If the groundhog acts like a mensch, that’s a good sign -- even it's on an entirely overcast day.

But recall the lines written by various poets paying tribute to this season and its promise of good things to come including one who got his senses mixed up.

Calimlin:

I want to hear the warm sun
And feel that robin singing
Watch the scent of the flowers
And smell the butterflies flying
It’s spring, it’s spring.

Shakespeare described spring as a joyous time “when shepherds pipe on oaten straws…and merry larks are ploughmen’s clocks… when turtles tread and rooks, and daws  and maidens bleach their summer smocks.”

Sidney Lanier: “Come out, thou little song of Spring…Float in the blue skies ravishing…”

Von Schiller: “Welcome, gentle Stripling
Nature’s darling thou!

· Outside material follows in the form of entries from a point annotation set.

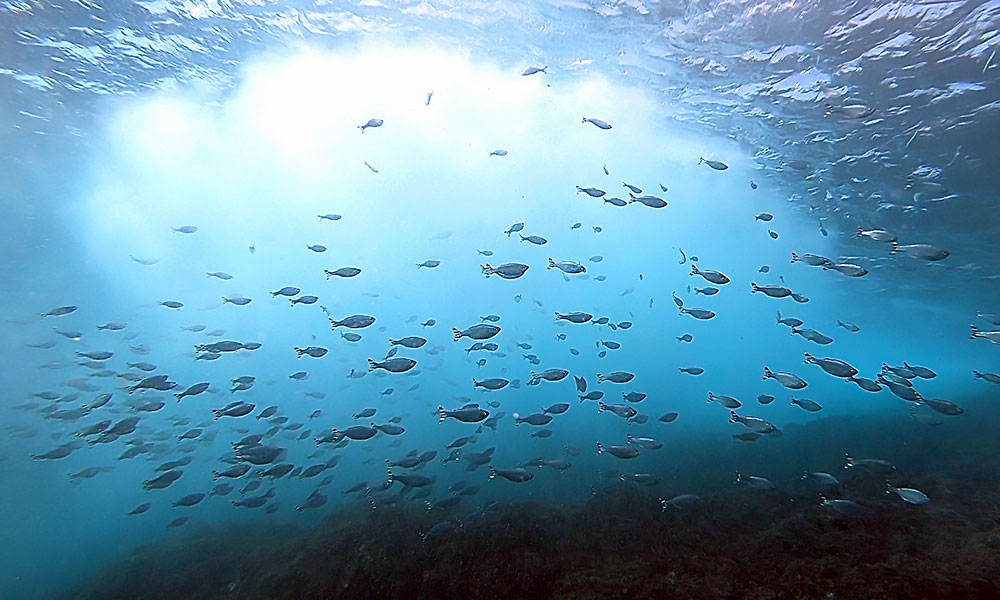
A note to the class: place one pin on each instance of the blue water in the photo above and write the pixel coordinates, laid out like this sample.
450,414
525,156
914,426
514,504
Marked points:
125,121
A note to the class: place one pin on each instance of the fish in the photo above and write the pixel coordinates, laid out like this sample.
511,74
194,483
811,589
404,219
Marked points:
774,291
925,252
482,331
345,272
616,377
511,270
715,164
466,414
592,192
790,381
371,123
710,276
727,401
597,123
569,267
909,495
623,452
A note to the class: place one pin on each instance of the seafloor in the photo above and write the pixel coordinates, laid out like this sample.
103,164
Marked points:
735,543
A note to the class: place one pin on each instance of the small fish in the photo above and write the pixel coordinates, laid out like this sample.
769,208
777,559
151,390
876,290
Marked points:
717,165
371,123
592,192
922,251
597,123
514,228
908,494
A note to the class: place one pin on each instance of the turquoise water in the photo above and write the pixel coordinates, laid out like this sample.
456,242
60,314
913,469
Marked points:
127,122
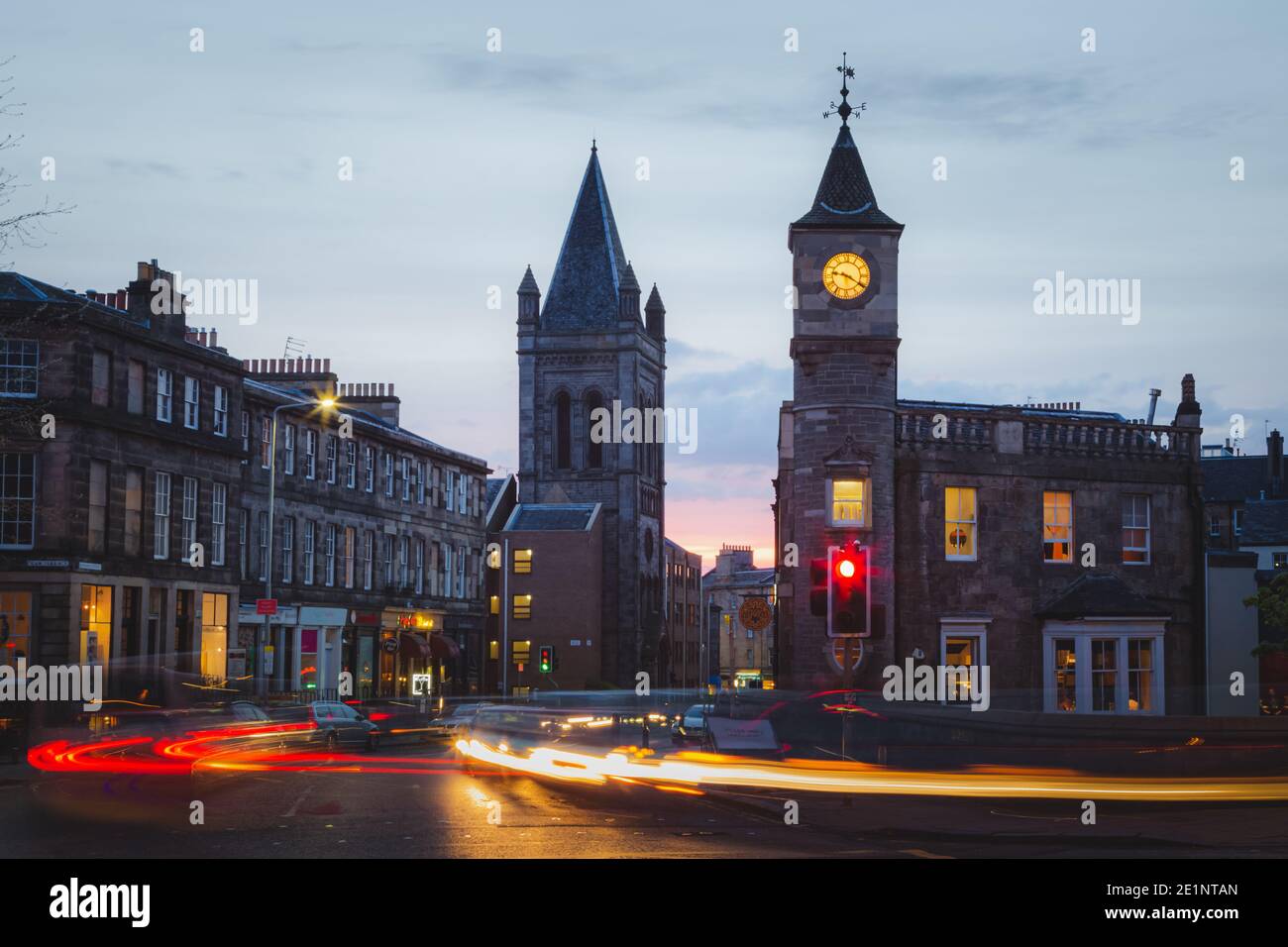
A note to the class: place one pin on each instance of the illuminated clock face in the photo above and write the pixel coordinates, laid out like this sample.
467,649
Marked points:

With thy basket full of blossoms...happy welcome now…”

Or, if you prefer Crosby and Sinatra and the songs of World War II vintage: “It’s spring again/And birds on the wing again/Start to sing again/the old melody/I love you/That’s the song of songs And it all belongs to you and me...”

So, buck up!  From the ice-glazed streets of Queens to the hills and rills of Riverdale, Spring is coming.

And soon we’ll hardly remember the ice and snowstorms, the chill Siberian winds that afflicted us in our grim winter. Spring springs eternal in the human heart.